Viyanalı Türk yayıncının gözünden Aydınlanma düşüncesi ve Kant’ın güncelliği

VİYANA – Viyana’nın tarihi merkezinde yer alan ünlü Eschenbach Sarayı’nda hafta içinde yapılan kitap tanıtımına, Avusturya’nın siyaset, basın ve cemiyet temsilcilerinin yoğun ilgisi dikkat çekti. Kitabın adı, “Kant’ın Sis Bulutları Üzerinde Yürüyüşü”. Kitap, 18’inci yüzyılda yaşayan Kant’ın 1781 yılında yayınladığı “Saf Aklın Eleştirisi (Kritik der reinen Vernunft)” adlı ünlü yapıtını, 19’uncu yüzyılda yaşamış olan romantizmin ünlü temsilcisi Alman ressam Caspar David’in “Bulutların Üzerinde Yolculuk” adlı tablosu ışığında anlatıyor. Kitap, İslam ve Hıristiyan dünyasının, özellikle Immanuel Kant’ın başta akıl yolu transzendental (deneyüstü) ahlak felsefesini kullanarak kendilerine ve topluma görev bilincini getiren erdemli insanlar teorilerinin pratiğe uygulanabileceğini anlatan bir analiz olması ile dikkat çekiyor.  Ağır temasına rağmen filozof Bernhard Königstein tarafından çok basit bir şekilde kaleme alınan kitabın tüm masraflarını karşılayan, baskı ve dağıtım sorumluluğunu üstlenen Neue Welt Verlag yayınevinin ortaklarından Birol Kılıç, “Bu eser ile Avusturya toplumuna, Türklerin aslında akıl, erdem, dürüstlük konularında özünde aileden gelen felsefi, ahlaksal bir duruşları olduğunu anlatmak ve Kant gibi büyük bir dehayı anlamaları halinde kurulabilecek ortak köprüye katkı sağlamak istedim” dedi.
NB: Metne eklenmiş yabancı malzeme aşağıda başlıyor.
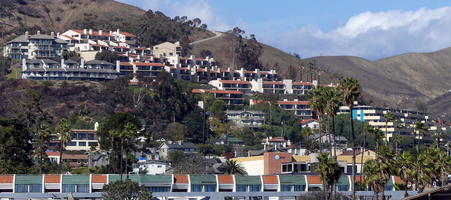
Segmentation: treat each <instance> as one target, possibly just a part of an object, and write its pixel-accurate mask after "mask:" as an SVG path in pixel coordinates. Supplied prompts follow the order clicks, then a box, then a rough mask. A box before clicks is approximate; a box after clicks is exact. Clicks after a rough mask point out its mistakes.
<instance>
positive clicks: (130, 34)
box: [119, 31, 136, 37]
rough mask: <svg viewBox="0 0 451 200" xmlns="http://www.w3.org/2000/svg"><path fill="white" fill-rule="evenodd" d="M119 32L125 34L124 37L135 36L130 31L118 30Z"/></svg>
mask: <svg viewBox="0 0 451 200" xmlns="http://www.w3.org/2000/svg"><path fill="white" fill-rule="evenodd" d="M119 33H120V34H122V35H125V36H126V37H136V35H134V34H132V33H129V32H123V31H121V32H119Z"/></svg>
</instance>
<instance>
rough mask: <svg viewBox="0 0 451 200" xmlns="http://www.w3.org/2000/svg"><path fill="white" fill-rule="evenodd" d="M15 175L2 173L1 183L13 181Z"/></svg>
mask: <svg viewBox="0 0 451 200" xmlns="http://www.w3.org/2000/svg"><path fill="white" fill-rule="evenodd" d="M13 179H14V176H13V175H0V183H13V181H14V180H13Z"/></svg>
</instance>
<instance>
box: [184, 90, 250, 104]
mask: <svg viewBox="0 0 451 200" xmlns="http://www.w3.org/2000/svg"><path fill="white" fill-rule="evenodd" d="M191 92H192V93H194V94H204V93H205V94H211V95H213V97H214V98H215V99H219V100H223V101H224V102H225V103H226V104H227V105H243V104H244V102H243V101H244V97H243V95H244V93H243V92H240V91H229V90H205V89H193V90H192V91H191Z"/></svg>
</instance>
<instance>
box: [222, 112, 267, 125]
mask: <svg viewBox="0 0 451 200" xmlns="http://www.w3.org/2000/svg"><path fill="white" fill-rule="evenodd" d="M226 116H227V120H229V121H232V122H233V123H234V124H235V126H236V127H237V128H245V127H248V128H252V129H259V128H261V127H262V126H263V124H265V113H263V112H261V111H251V110H227V111H226Z"/></svg>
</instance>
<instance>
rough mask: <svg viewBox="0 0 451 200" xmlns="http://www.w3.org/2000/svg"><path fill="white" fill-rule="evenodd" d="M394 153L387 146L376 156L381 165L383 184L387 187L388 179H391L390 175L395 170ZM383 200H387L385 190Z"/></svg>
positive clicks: (383, 194) (385, 146)
mask: <svg viewBox="0 0 451 200" xmlns="http://www.w3.org/2000/svg"><path fill="white" fill-rule="evenodd" d="M393 158H394V153H393V151H392V150H391V149H390V148H388V147H387V146H381V147H379V149H378V152H377V155H376V161H377V163H379V170H380V174H381V183H382V184H383V185H384V186H385V184H387V182H388V179H389V178H390V174H392V173H393V170H394V168H395V162H394V159H393ZM382 200H385V195H384V190H382Z"/></svg>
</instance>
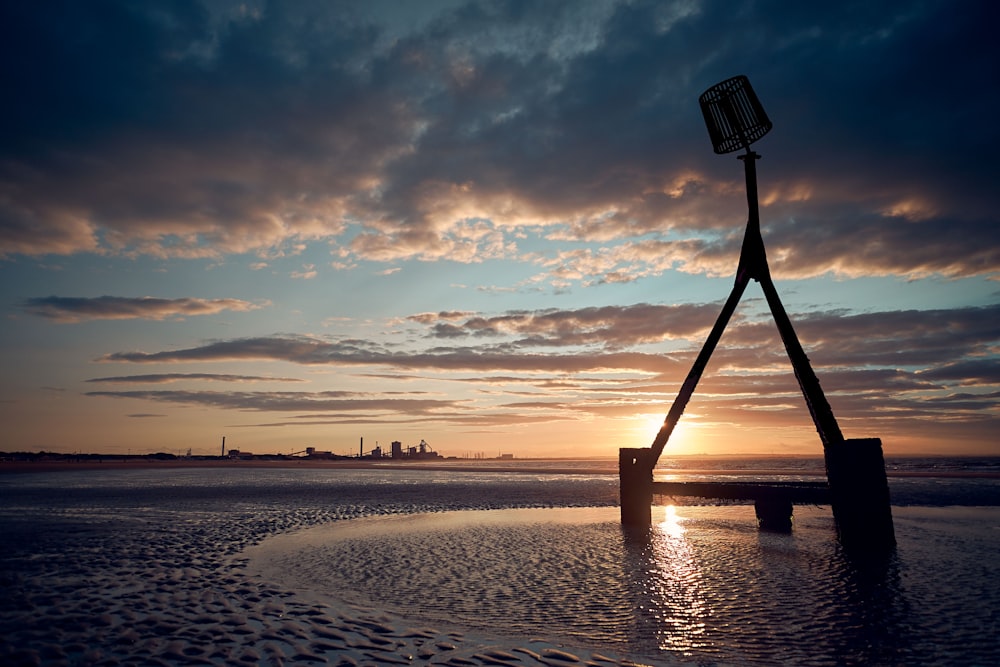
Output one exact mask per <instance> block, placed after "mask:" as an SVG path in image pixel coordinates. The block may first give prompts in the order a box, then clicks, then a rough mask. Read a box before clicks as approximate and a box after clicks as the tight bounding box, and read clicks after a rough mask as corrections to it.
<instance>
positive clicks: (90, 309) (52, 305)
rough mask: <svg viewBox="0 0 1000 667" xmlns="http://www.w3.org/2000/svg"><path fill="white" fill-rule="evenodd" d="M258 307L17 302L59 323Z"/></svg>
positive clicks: (170, 303) (236, 301)
mask: <svg viewBox="0 0 1000 667" xmlns="http://www.w3.org/2000/svg"><path fill="white" fill-rule="evenodd" d="M261 307H262V306H261V305H257V304H253V303H250V302H248V301H241V300H239V299H194V298H183V299H158V298H154V297H149V296H144V297H138V298H130V297H120V296H99V297H90V298H85V297H60V296H48V297H35V298H30V299H25V300H24V301H23V302H21V308H22V310H24V311H25V312H27V313H30V314H32V315H37V316H39V317H44V318H46V319H49V320H53V321H55V322H60V323H71V322H83V321H87V320H131V319H147V320H164V319H168V318H179V317H190V316H195V315H214V314H216V313H221V312H223V311H226V310H231V311H237V312H241V311H242V312H245V311H248V310H257V309H258V308H261Z"/></svg>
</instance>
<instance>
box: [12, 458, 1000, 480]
mask: <svg viewBox="0 0 1000 667" xmlns="http://www.w3.org/2000/svg"><path fill="white" fill-rule="evenodd" d="M694 458H695V459H696V460H697V457H694ZM761 458H765V457H761ZM797 458H803V459H810V458H817V457H797ZM567 460H576V459H518V462H520V463H524V465H511V464H510V463H508V462H503V461H489V460H458V461H454V462H452V463H444V462H441V461H427V462H412V461H410V462H402V461H400V462H393V461H391V460H384V461H371V460H368V461H358V460H350V459H345V460H331V461H323V460H319V461H313V460H308V461H306V460H304V461H289V460H285V461H281V460H252V461H245V460H244V461H241V460H237V461H233V460H212V459H172V460H158V459H146V458H140V457H135V458H133V459H115V458H113V457H108V459H106V460H93V459H86V460H81V461H73V460H66V459H63V460H49V461H46V460H41V461H0V475H3V474H19V473H53V472H67V471H84V470H93V471H105V470H150V469H163V470H169V469H193V468H217V469H247V468H259V469H299V470H306V469H308V470H426V471H434V472H446V471H452V472H459V473H461V472H491V473H523V474H552V475H595V474H607V475H617V474H618V468H617V466H616V465H614V464H613V463H612V462H611V461H610V460H609V461H608V465H602V463H603V461H602V460H594V466H593V467H591V468H570V467H543V466H532V465H531V463H532V462H542V461H546V462H553V463H554V462H558V461H567ZM719 460H723V459H719ZM724 460H740V459H739V458H738V457H733V458H731V459H724ZM817 460H818V461H822V459H818V458H817ZM654 472H655V473H658V474H659V475H667V476H669V475H685V476H690V475H732V476H740V477H745V476H748V475H797V476H803V477H823V476H825V474H826V473H825V472H824V471H823V470H789V469H781V468H771V469H753V468H738V469H723V468H690V469H685V468H668V469H658V470H656V471H654ZM886 475H887V476H888V477H896V478H906V477H911V478H935V477H937V478H943V479H960V478H968V479H1000V471H978V470H972V471H956V470H933V471H932V470H926V471H918V470H886Z"/></svg>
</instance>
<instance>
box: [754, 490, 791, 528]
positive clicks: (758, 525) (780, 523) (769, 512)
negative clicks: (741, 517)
mask: <svg viewBox="0 0 1000 667" xmlns="http://www.w3.org/2000/svg"><path fill="white" fill-rule="evenodd" d="M753 510H754V514H755V515H756V516H757V527H758V528H760V529H761V530H770V531H772V532H775V533H790V532H792V501H791V500H789V498H788V497H787V496H777V495H776V496H775V497H772V498H758V499H757V500H755V501H754V503H753Z"/></svg>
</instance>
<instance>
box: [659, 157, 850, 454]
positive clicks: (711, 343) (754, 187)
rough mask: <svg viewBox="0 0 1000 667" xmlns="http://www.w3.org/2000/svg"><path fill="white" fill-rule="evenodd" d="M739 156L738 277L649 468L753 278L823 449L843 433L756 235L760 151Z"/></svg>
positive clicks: (692, 391)
mask: <svg viewBox="0 0 1000 667" xmlns="http://www.w3.org/2000/svg"><path fill="white" fill-rule="evenodd" d="M739 159H740V160H742V161H743V164H744V170H745V172H746V182H747V205H748V207H749V218H748V220H747V228H746V233H745V234H744V236H743V247H742V249H741V250H740V262H739V265H738V268H737V270H736V282H735V284H734V285H733V290H732V292H730V294H729V299H727V300H726V303H725V305H724V306H723V307H722V312H721V313H719V317H718V319H717V320H716V321H715V326H714V327H712V331H711V332H710V333H709V335H708V338H707V339H706V340H705V344H704V345H703V346H702V348H701V352H700V353H699V354H698V358H697V359H695V362H694V365H693V366H692V367H691V371H690V372H689V373H688V376H687V378H686V379H685V380H684V384H683V385H681V389H680V392H679V393H678V394H677V398H676V399H674V403H673V405H672V406H671V407H670V412H669V413H667V417H666V419H664V421H663V426H662V427H660V430H659V432H658V433H657V434H656V438H655V439H654V440H653V444H652V446H651V447H650V453H649V457H648V460H647V463H646V465H647V466H648V468H649V471H650V472H652V469H653V468H654V467H655V466H656V463H657V461H658V460H659V458H660V454H661V453H662V452H663V448H664V447H665V446H666V444H667V441H668V440H669V439H670V434H671V433H673V430H674V427H676V426H677V422H678V421H679V420H680V418H681V415H682V414H684V408H686V407H687V404H688V401H689V400H690V399H691V395H692V394H694V390H695V387H696V386H697V385H698V381H699V380H700V379H701V375H702V373H704V371H705V367H706V366H707V365H708V360H709V358H711V356H712V352H713V351H715V346H716V345H717V344H718V343H719V339H720V338H721V337H722V332H723V331H724V330H725V328H726V325H727V324H728V323H729V319H730V318H731V317H732V315H733V312H734V311H735V310H736V305H737V304H738V303H739V301H740V298H741V297H742V296H743V291H744V290H745V289H746V287H747V284H749V282H750V280H751V279H752V280H756V281H757V282H758V283H760V286H761V288H762V289H763V290H764V297H765V298H766V299H767V305H768V307H769V308H770V309H771V315H772V316H773V317H774V321H775V324H777V325H778V332H779V333H780V334H781V340H782V342H783V343H784V344H785V351H786V352H787V353H788V358H789V360H790V361H791V362H792V368H793V369H794V371H795V379H796V380H798V382H799V387H800V388H801V389H802V394H803V396H805V399H806V405H807V406H808V408H809V414H810V415H811V416H812V419H813V423H814V424H815V425H816V431H817V432H819V437H820V440H821V441H822V442H823V449H824V452H827V451H828V450H829V448H830V447H831V446H832V447H836V446H837V445H839V444H842V443H843V442H844V436H843V434H842V433H841V432H840V427H839V426H838V425H837V419H836V418H835V417H834V416H833V410H832V409H831V408H830V404H829V403H828V402H827V400H826V396H825V395H824V394H823V389H822V388H821V387H820V384H819V379H818V378H817V377H816V374H815V373H814V372H813V370H812V366H810V365H809V358H808V357H807V356H806V353H805V351H804V350H803V349H802V345H801V344H800V343H799V339H798V336H796V335H795V329H794V328H793V327H792V322H791V320H790V319H788V314H787V313H785V308H784V306H783V305H782V303H781V299H780V298H779V297H778V290H777V289H775V287H774V282H773V281H772V280H771V272H770V270H769V269H768V266H767V254H766V253H765V251H764V240H763V238H762V237H761V235H760V213H759V211H758V207H757V166H756V163H757V160H759V159H760V155H758V154H757V153H755V152H754V151H752V150H750V148H749V147H747V152H746V153H745V154H744V155H740V156H739Z"/></svg>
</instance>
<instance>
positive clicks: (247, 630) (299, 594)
mask: <svg viewBox="0 0 1000 667" xmlns="http://www.w3.org/2000/svg"><path fill="white" fill-rule="evenodd" d="M0 491H2V493H0V528H2V530H3V536H4V540H3V541H2V542H0V586H2V591H0V593H2V594H0V664H3V665H20V664H25V665H31V664H47V665H48V664H51V665H157V664H162V665H180V664H201V665H257V664H264V665H282V664H289V665H290V664H306V665H308V664H333V665H338V664H342V665H386V664H444V665H453V666H455V667H458V666H461V665H471V666H476V665H517V664H522V665H583V664H590V665H604V666H608V665H614V664H630V661H635V662H636V663H638V664H657V665H672V664H700V665H706V664H708V665H711V664H762V665H765V664H900V665H909V664H934V663H936V664H996V663H997V662H998V661H1000V644H998V640H997V639H996V638H997V637H998V636H1000V627H997V624H998V618H997V615H996V609H998V608H1000V565H998V563H997V562H996V558H995V554H996V552H997V549H998V547H1000V521H998V518H1000V514H998V510H997V508H995V507H990V508H968V507H967V508H961V507H946V508H927V507H914V508H894V514H895V517H896V527H897V537H898V538H899V543H900V546H899V551H898V554H897V556H896V557H895V558H893V559H891V560H889V561H888V562H885V563H882V564H881V565H879V566H878V567H875V568H872V567H861V566H859V565H857V564H852V563H851V562H850V561H849V560H847V559H845V558H844V555H843V554H841V553H840V552H839V549H838V547H837V544H836V541H835V539H834V538H833V531H832V519H831V517H830V515H829V508H822V507H821V508H810V507H800V508H796V515H795V516H796V528H795V532H794V533H793V534H792V535H776V534H771V533H760V532H758V531H757V529H756V526H755V524H754V520H753V508H752V507H749V506H736V507H678V508H676V509H674V510H669V509H666V508H663V509H661V510H660V511H661V512H662V515H661V516H660V519H659V520H658V522H657V525H656V526H655V527H654V530H653V531H652V532H651V533H650V534H648V535H639V536H636V535H634V534H632V533H628V532H625V531H623V530H622V527H621V526H620V524H619V523H618V521H617V509H616V508H615V507H614V503H615V501H616V498H617V480H616V479H615V478H613V477H601V476H556V475H501V474H484V475H471V474H470V475H465V476H463V475H454V474H449V473H434V474H430V473H421V472H398V471H397V472H387V471H349V472H348V473H343V472H342V471H341V472H336V473H331V472H320V471H315V472H304V471H273V470H267V471H247V472H244V473H239V474H236V473H230V474H220V473H219V471H216V470H190V471H187V470H179V471H173V472H171V473H169V474H167V473H165V472H164V471H159V470H152V471H145V472H142V471H136V472H132V473H128V474H125V473H120V472H114V473H110V472H109V473H106V474H103V476H102V475H101V474H99V473H97V472H90V473H80V474H73V473H52V474H49V475H32V476H25V477H21V478H18V479H17V480H14V481H12V479H11V478H5V479H0ZM524 508H535V509H533V510H530V511H527V512H526V511H523V510H524ZM564 508H570V509H564ZM572 508H577V509H572Z"/></svg>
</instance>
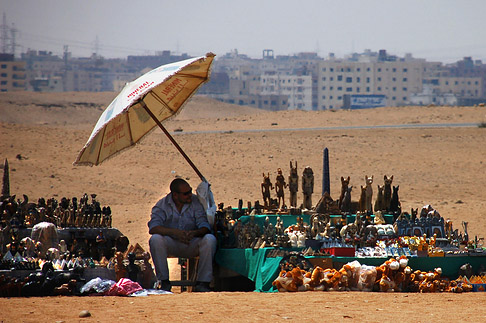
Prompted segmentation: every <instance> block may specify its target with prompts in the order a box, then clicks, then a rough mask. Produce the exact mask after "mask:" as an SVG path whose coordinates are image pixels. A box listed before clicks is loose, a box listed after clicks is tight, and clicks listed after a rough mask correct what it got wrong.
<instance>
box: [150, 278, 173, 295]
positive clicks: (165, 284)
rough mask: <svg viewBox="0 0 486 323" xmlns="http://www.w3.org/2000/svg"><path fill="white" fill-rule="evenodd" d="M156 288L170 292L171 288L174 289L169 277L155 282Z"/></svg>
mask: <svg viewBox="0 0 486 323" xmlns="http://www.w3.org/2000/svg"><path fill="white" fill-rule="evenodd" d="M154 288H155V289H159V290H165V291H166V292H170V290H171V289H172V285H171V283H170V280H168V279H166V280H158V281H156V282H155V285H154Z"/></svg>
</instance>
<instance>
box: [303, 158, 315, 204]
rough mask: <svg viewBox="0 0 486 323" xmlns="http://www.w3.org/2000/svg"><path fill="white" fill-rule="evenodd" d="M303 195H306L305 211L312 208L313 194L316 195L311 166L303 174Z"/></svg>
mask: <svg viewBox="0 0 486 323" xmlns="http://www.w3.org/2000/svg"><path fill="white" fill-rule="evenodd" d="M302 193H303V194H304V209H308V210H310V209H311V208H312V193H314V172H313V171H312V168H310V166H306V168H304V172H303V173H302Z"/></svg>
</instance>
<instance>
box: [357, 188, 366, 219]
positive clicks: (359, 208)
mask: <svg viewBox="0 0 486 323" xmlns="http://www.w3.org/2000/svg"><path fill="white" fill-rule="evenodd" d="M366 202H367V200H366V187H365V186H363V185H361V195H360V196H359V211H360V212H366Z"/></svg>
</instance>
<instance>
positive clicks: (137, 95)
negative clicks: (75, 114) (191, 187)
mask: <svg viewBox="0 0 486 323" xmlns="http://www.w3.org/2000/svg"><path fill="white" fill-rule="evenodd" d="M214 56H215V55H214V54H213V53H208V54H206V55H205V56H201V57H196V58H190V59H187V60H183V61H179V62H175V63H171V64H167V65H162V66H160V67H157V68H155V69H153V70H151V71H149V72H148V73H146V74H143V75H142V76H140V77H139V78H137V79H136V80H135V81H133V82H130V83H127V84H126V85H125V87H124V88H123V89H122V90H121V92H120V93H119V94H118V95H117V97H116V98H115V99H114V100H113V101H112V102H111V103H110V105H109V106H108V107H107V108H106V110H105V111H104V112H103V113H102V114H101V116H100V118H99V120H98V122H97V123H96V125H95V127H94V129H93V132H92V133H91V136H90V137H89V139H88V141H87V143H86V144H85V145H84V147H83V149H81V151H80V152H79V155H78V157H77V158H76V161H75V162H74V163H73V164H74V165H90V166H93V165H99V164H100V163H102V162H103V161H104V160H107V159H108V158H110V157H113V156H115V155H117V154H118V153H120V152H122V151H123V150H125V149H127V148H130V147H133V146H134V145H135V144H136V143H137V142H139V141H140V140H141V139H142V138H144V137H145V136H146V135H147V134H149V133H150V132H151V131H152V130H154V129H155V128H156V127H157V126H158V127H159V128H160V129H162V131H163V132H164V133H165V135H166V136H167V137H168V138H169V140H170V141H171V142H172V143H173V144H174V146H175V147H176V148H177V150H178V151H179V152H180V153H181V154H182V156H183V157H184V158H185V159H186V161H187V162H188V163H189V165H191V167H192V168H193V169H194V171H195V172H196V174H197V175H198V176H199V178H201V180H202V181H203V182H207V181H206V179H205V178H204V176H203V175H202V174H201V172H200V171H199V170H198V169H197V167H196V166H195V165H194V163H193V162H192V161H191V159H189V157H188V156H187V154H186V153H185V152H184V151H183V150H182V148H181V147H180V146H179V144H178V143H177V142H176V141H175V140H174V138H173V137H172V136H171V135H170V133H169V132H168V131H167V129H165V127H164V126H163V125H162V122H163V121H164V120H167V119H169V118H171V117H173V116H175V115H176V114H177V113H178V112H180V111H181V109H182V107H183V106H184V104H185V103H186V102H187V101H188V99H189V98H190V97H191V96H192V95H194V94H195V93H196V91H197V90H198V89H199V87H201V86H202V85H203V84H204V83H205V82H207V81H208V80H209V74H210V73H211V64H212V62H213V59H214ZM210 196H211V197H212V194H210ZM213 204H214V201H213Z"/></svg>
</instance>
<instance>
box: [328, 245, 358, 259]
mask: <svg viewBox="0 0 486 323" xmlns="http://www.w3.org/2000/svg"><path fill="white" fill-rule="evenodd" d="M324 250H325V251H326V252H328V253H329V254H331V255H333V256H336V257H354V256H355V253H356V249H354V248H351V247H333V248H324Z"/></svg>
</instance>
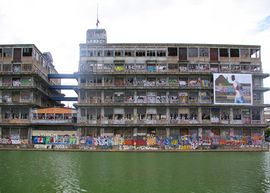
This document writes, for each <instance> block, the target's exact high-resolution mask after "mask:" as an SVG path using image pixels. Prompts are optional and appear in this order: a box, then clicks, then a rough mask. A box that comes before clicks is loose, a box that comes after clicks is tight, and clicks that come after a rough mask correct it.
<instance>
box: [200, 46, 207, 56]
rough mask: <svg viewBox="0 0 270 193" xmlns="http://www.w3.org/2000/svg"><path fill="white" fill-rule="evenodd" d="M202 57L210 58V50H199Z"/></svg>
mask: <svg viewBox="0 0 270 193" xmlns="http://www.w3.org/2000/svg"><path fill="white" fill-rule="evenodd" d="M199 51H200V57H208V56H209V49H208V48H199Z"/></svg>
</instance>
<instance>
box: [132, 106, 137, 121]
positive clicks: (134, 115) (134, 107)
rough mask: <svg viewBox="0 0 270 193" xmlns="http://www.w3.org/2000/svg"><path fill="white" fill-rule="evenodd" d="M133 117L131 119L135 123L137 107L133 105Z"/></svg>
mask: <svg viewBox="0 0 270 193" xmlns="http://www.w3.org/2000/svg"><path fill="white" fill-rule="evenodd" d="M133 117H134V118H133V119H134V120H133V123H134V124H136V123H137V121H138V111H137V107H134V108H133Z"/></svg>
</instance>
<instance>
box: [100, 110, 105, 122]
mask: <svg viewBox="0 0 270 193" xmlns="http://www.w3.org/2000/svg"><path fill="white" fill-rule="evenodd" d="M104 114H105V113H104V107H101V109H100V117H101V122H102V121H103V119H104Z"/></svg>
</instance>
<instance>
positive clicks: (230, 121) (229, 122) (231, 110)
mask: <svg viewBox="0 0 270 193" xmlns="http://www.w3.org/2000/svg"><path fill="white" fill-rule="evenodd" d="M229 123H233V108H232V107H230V116H229Z"/></svg>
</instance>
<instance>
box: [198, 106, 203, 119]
mask: <svg viewBox="0 0 270 193" xmlns="http://www.w3.org/2000/svg"><path fill="white" fill-rule="evenodd" d="M198 122H199V123H202V107H199V108H198Z"/></svg>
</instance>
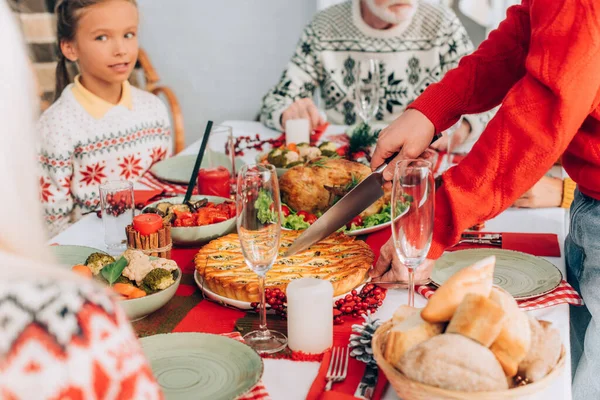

Kitap tanıtımının açılış konuşmasını Avusturya’nın en eski kuruluşlarından biri olan Ticaret Lonca Kuruluşu’nun başkanı Dr. Margarete Kriz-Zwittkovits yaptı ve şunları söyledi:

“Kuruluşumuz, 1800’lü yıllarda bizzat Habsburg kayzeri tarafından kurulan bir kuruluştur. Ticaret demek, aslında ahlak demektir. Üretim demektir. Hizmet demektir. Sayın Birol Kılıç, sadece üyemiz değil aynı zamanda yıllardır yönetim kurulumuzda da yer alan örnek bir yatırımcıdır. Avusturyalı bir Türk olarak kendisi, Alman ve batı dünyasının aydınlanmasının ahlak ve erdemi formüle eden ünlü filozofu hakkındaki böyle bir yayını, büyük bir sabır, yatırım ve tanıtım ile Avusturya kamuoyuna sunan örnek bir kişidir. Toplumumuza, ahlaklı ve erdemli olmanın, her alanda ne kadar önem teşkil ettiğini hatırlatmaktadır.  Bu değerli eserin bu sarayda tanıtılması da bizim için büyük bir onurdur. Yazarı ve yayıncı Sayın Birol Kılıç’ı kutlarım.”

Kısa adı ÖVP olan Avusturya Halk Partili eski Savunma Bakanı, ÖVP Etik Kurulu Yönetim Kurulu Üyesi ve İran-Avusturya Dostluk Cemiyeti Başkanı Dr. Werner Fasslabend da tanıtım gecesinde söz alarak şöyle konuştu:

 “Avusturya Halk Partisi Siyaset Akademisi’nin eski başkanı olarak Immanuel Kant ile ilgili bu kitabın tanıtımında yer almam için Birol Kılıç tarafından davet edildiğimde, hemen ‘evet’ cevabını verdim. Immanuel Kant’ı anlamamız gerekiyor. ‘Kendin için istemediğini başkası için de sakın isteme’  sözleri ve  eğer durum belirsizse, durumu çözmek için ‘kategorik zorunluluk’ (Kategorischer Imperativ) denilen ilkeyi devreye sokmamız gerekir gibi onun teorisinin sadece bir basamağı. Siyasette, dinde, ekonomide ahlaklı ve erdemli insanlara ihtiyacımız var. Yazar Königstein ve yayıncı Kılıç’ı içtenlikle tebrik ederim. Bu eser ile çıta yükselmiştir.”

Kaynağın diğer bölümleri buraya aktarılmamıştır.